In 2016, after spending five years searching through piles of waste, Japanese researchers discovered a strain of bacteria that naturally evolved to eat away at polyethylene terephthalate, the common plastic known as PET or polyester.
As Smithsonian.com reported at the time, the new bacteria could break down PET into much smaller compounds. The discovery was a promising step toward a solution to the world’s mounting plastic problem.
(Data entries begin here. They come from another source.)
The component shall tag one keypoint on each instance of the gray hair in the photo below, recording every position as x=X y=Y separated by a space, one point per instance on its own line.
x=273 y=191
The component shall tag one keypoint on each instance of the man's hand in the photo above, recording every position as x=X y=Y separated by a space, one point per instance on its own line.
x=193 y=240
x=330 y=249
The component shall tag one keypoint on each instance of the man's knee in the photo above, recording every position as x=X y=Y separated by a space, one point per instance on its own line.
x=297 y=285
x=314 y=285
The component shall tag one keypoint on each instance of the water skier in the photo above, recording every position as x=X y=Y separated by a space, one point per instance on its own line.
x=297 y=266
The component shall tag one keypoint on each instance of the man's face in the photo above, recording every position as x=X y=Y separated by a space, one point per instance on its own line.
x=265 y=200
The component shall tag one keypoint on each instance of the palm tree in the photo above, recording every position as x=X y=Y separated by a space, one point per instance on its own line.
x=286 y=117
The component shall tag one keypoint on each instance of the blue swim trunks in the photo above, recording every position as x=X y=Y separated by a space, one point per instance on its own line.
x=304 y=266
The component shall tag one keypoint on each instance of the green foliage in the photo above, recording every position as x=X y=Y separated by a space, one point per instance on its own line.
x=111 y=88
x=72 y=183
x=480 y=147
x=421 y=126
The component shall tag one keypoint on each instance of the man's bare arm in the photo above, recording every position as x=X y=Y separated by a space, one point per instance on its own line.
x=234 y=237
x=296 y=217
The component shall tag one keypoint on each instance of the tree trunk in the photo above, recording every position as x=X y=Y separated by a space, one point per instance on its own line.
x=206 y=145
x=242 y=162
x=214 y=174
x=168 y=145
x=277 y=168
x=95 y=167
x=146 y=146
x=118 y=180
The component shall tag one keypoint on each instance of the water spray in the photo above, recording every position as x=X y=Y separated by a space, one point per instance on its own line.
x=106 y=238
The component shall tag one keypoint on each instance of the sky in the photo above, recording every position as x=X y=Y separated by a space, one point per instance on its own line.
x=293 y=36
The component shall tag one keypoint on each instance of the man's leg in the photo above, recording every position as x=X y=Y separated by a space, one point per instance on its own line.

Now, scientists at the University of Portsmouth in the U.K. and the U.S. Department of Energy’s National Renewable Energy Laboratory have made a new breakthrough. While studying the structure of an enzyme found in that bacteria, the researchers accidentally created a “mutant enzyme” that can break down plastic within a few days.
This happy accident allows the complete recycling of bottles back to their original form, The Guardian’s Damian Carrington reports. The researchers detail their results in a study published earlier this month in Proceedings of National Academy of Sciences.
Polyethylene terephthalate is a strong but lightweight plastic. It’s called polyester when used in fabrics and fiber, but PET when used in bottles, jars, containers and packaging, according to PETRA, the industry association representing North American producers of PET.
As Linda Poon reports for CityLab, one million plastic bottles are produced each minute, and most of it—about 90 percent—ends up in landfills, oceans and parks rather than getting recycled. It can take centuries for PET to break down naturally. What is recycled is typically used in textiles, like clothes or carpets.
As Carrington reports, the team of researchers led by University of Portsmouth professor John McGeehan initially only wanted to tweak the enzyme to see how it had evolved. They started by figuring out the exact structure of the enzyme of the bacteria, then used X-ray technology to examine individual atoms.
They found that the structure looked similar to one that evolved to break down a natural polymer called cutin, which forms a waxy, water-repellent coating for many plants. In tweaking the enzyme to explore this similarity, they accidentally ended up with a compound that can break down plastic 20 percent more efficiently.
“What actually turned out was we improved the enzyme, which was a bit of a shock,” McGeehan tells Carrington.
As research has shown time and time again, plastics are an ever-growing problem for the world’s oceans. A 2015 study found that roughly eight million tons of plastics make it into the ocean each year, National Geographic reported at the time. And all that plastic is detrimental to wildlife. Many seabirds and other marine animals chow down on the colorful bits, mistaking the plastic for food.
This means that a potential solution for our plastics problem could be a major advancement. But can the mutant enzyme really solve this problem?
According to the Washington, D.C.-based nonprofit Ocean Conservancy, the answer to that question is no. In a response to the new study, the conservancy released a statement that quoted Ramani Narayan, professor of chemical engineering and materials science at Michigan State University: “The problem is not in the 'technology' to reuse PET or dismantle into its constituents but recovery and economics of the processes used. Semi-crystalline PET bottles are already fully recyclable within our current systems.”
In other words, the major problem is not breaking down the plastic but removing the plastic from the ocean. Instead, the conservancy suggests putting effort into keeping plastics out of the ocean in the first place.
As Poon reports, this isn’t the first time scientists have made interesting, potentially plastic-problem-solving discoveries. Last year, researchers in Spain announced the discovery of a species of wax worm that could eat its way out of a plastic bag.
However, the researchers are optimistic about their “mutant enzyme.” According to a press release, they are now working to shorten the time it takes the enzyme to break down plastics. Speeding up the process might allow for a legitimate large-scale use — and could mean that less plastic will make its way into the environment in the first place.
“What we are hoping to do is use this enzyme to turn this plastic back into its original components, so we can literally recycle it back to plastic,” McGeehan tells Carrington. “It means we won’t need to dig up any more oil and, fundamentally, it should reduce the amount of plastic in the environment."